Python Forum
Importing created module for web scraping with bs4 - Printable Version

+- Python Forum (https://python-forum.io)
+-- Forum: Python Coding (https://python-forum.io/forum-7.html)
+--- Forum: Web Scraping & Web Development (https://python-forum.io/forum-13.html)
+--- Thread: Importing created module for web scraping with bs4 (/thread-12656.html)
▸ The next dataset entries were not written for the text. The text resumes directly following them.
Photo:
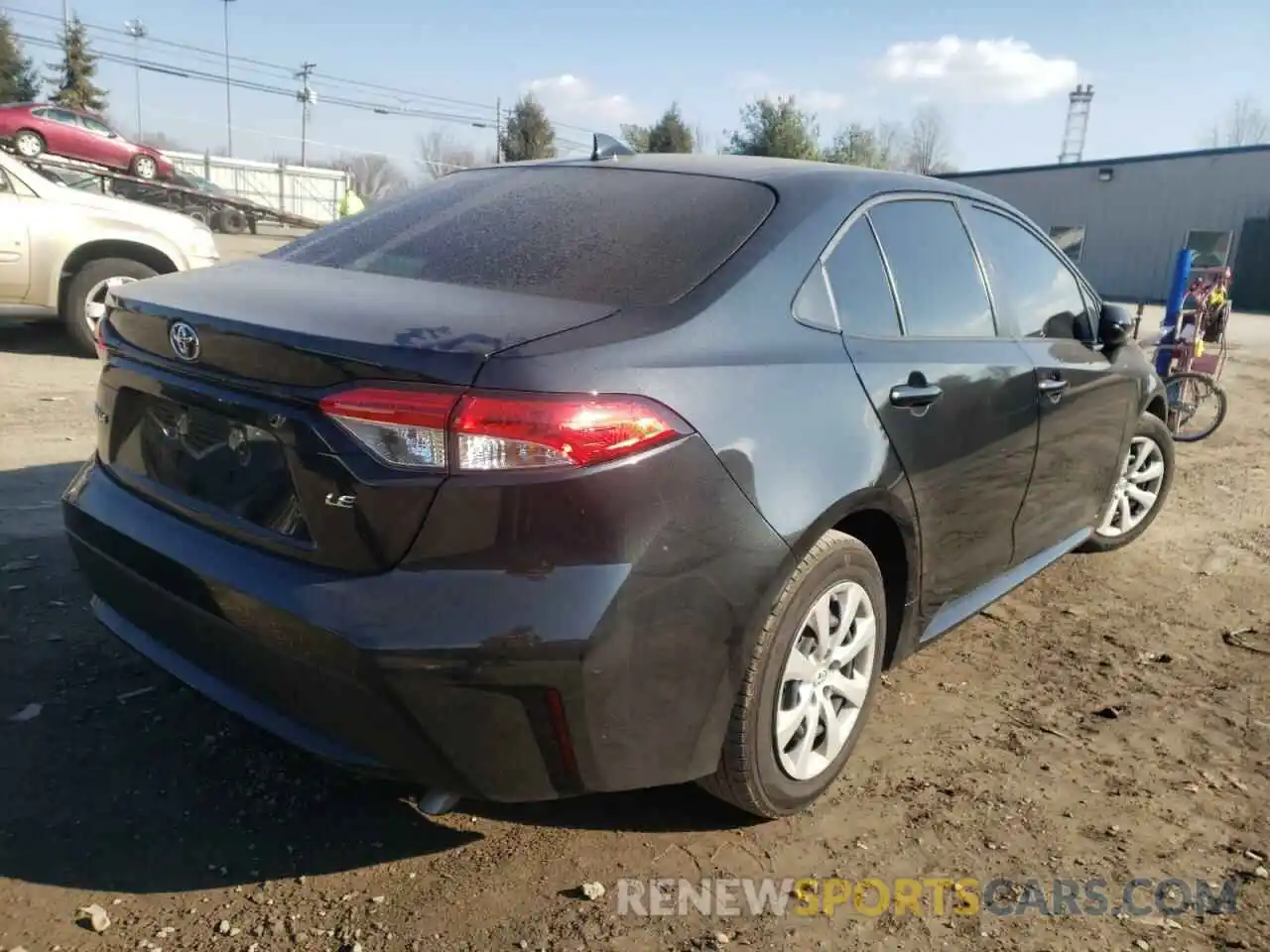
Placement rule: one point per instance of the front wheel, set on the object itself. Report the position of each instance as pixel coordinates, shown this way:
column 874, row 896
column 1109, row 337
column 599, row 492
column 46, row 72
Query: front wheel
column 87, row 293
column 28, row 144
column 145, row 168
column 1141, row 490
column 1197, row 405
column 810, row 685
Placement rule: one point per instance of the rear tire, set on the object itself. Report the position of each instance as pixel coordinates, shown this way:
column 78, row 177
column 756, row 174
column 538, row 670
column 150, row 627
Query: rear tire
column 1152, row 443
column 765, row 770
column 28, row 144
column 94, row 281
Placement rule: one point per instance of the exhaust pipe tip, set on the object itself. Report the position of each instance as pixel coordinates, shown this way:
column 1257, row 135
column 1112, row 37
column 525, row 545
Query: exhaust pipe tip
column 435, row 802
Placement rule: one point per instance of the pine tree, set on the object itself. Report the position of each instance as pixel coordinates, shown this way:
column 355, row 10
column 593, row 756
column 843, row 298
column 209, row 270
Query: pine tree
column 776, row 128
column 19, row 82
column 73, row 75
column 670, row 135
column 529, row 134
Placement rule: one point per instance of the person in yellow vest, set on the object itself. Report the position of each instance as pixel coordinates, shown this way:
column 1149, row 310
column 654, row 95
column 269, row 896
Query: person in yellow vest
column 349, row 203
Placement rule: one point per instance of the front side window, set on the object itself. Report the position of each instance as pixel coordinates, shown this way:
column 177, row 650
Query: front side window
column 95, row 127
column 1070, row 239
column 861, row 289
column 938, row 282
column 1032, row 287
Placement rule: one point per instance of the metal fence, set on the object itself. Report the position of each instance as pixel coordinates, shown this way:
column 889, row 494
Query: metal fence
column 305, row 190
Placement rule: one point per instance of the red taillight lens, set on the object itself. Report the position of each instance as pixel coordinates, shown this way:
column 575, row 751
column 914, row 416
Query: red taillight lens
column 400, row 426
column 522, row 433
column 499, row 431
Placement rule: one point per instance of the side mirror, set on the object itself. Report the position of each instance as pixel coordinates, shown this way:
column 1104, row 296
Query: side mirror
column 1115, row 325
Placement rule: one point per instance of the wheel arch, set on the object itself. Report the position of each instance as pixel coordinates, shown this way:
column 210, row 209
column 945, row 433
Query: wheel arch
column 885, row 520
column 140, row 252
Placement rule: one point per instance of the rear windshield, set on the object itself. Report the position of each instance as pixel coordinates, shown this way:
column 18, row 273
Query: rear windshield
column 598, row 234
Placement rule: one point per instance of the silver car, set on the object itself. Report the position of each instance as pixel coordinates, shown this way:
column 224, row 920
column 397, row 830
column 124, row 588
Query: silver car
column 63, row 249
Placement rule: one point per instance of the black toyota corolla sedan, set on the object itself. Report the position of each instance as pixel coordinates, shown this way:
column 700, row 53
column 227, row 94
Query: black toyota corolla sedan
column 580, row 476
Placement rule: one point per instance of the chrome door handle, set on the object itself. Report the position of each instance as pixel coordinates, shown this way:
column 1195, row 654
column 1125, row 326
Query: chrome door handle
column 910, row 395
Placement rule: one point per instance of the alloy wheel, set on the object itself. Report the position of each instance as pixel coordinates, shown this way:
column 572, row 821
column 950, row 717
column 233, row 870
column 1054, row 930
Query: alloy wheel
column 826, row 680
column 1137, row 490
column 94, row 304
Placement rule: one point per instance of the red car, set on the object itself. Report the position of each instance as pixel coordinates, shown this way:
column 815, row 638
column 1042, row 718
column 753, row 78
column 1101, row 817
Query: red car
column 37, row 127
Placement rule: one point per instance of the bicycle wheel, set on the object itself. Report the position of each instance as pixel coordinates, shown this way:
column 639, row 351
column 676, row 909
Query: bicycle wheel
column 1189, row 393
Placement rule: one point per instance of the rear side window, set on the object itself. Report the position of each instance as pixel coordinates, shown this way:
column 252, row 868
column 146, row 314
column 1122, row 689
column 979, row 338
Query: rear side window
column 1030, row 284
column 606, row 235
column 861, row 289
column 938, row 281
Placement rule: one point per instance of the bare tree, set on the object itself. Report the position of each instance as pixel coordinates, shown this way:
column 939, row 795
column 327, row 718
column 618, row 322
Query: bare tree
column 376, row 176
column 1245, row 125
column 440, row 155
column 929, row 143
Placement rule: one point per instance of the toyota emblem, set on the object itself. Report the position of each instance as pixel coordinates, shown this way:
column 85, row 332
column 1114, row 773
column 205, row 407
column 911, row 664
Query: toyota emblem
column 185, row 341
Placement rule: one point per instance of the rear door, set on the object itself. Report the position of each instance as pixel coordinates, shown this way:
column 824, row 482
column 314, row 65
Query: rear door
column 957, row 403
column 1087, row 403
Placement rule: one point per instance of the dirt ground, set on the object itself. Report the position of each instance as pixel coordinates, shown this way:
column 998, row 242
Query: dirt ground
column 1097, row 722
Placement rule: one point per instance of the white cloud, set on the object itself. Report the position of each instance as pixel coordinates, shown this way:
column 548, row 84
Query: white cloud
column 574, row 102
column 1001, row 70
Importing created module for web scraping with bs4 - Truman - Sep-05-2018

module that I made:
<!DOCTYPE html>
<html><head><title>The Dormouse's story</title></head>
<body>
<p class="title"><b>The Dormouse's story</b></p>
 
<p class="story">Once upon a time there were three little sisters; and their names were
<a href="http://example.com/elsie" class="sister" id="link1">Elsie</a>,
<a href="http://example.com/lacie" class="sister" id="link2">Lacie</a> and
<a href="http://example.com/tillie" class="sister" id="link3">Tillie</a>;
and they lived at the bottom of a well.</p>
 
<p class="story">...</p>
web scraping script:
import ht_doc
from bs4 import BeautifulSoup
soup = BeautifulSoup(ht_doc.html, 'html.parser')
print(soup.prettify())
error:
Error:
C:\Python36\kodovi>busoup.py Traceback (most recent call last): File "C:\Python36\kodovi\busoup.py", line 1, in <module> import ht_doc ModuleNotFoundError: No module named 'ht_doc'
Decided to practise Beautiful Soup module and hit a snag at the beginning. Wall Why I can't import ht_doc module?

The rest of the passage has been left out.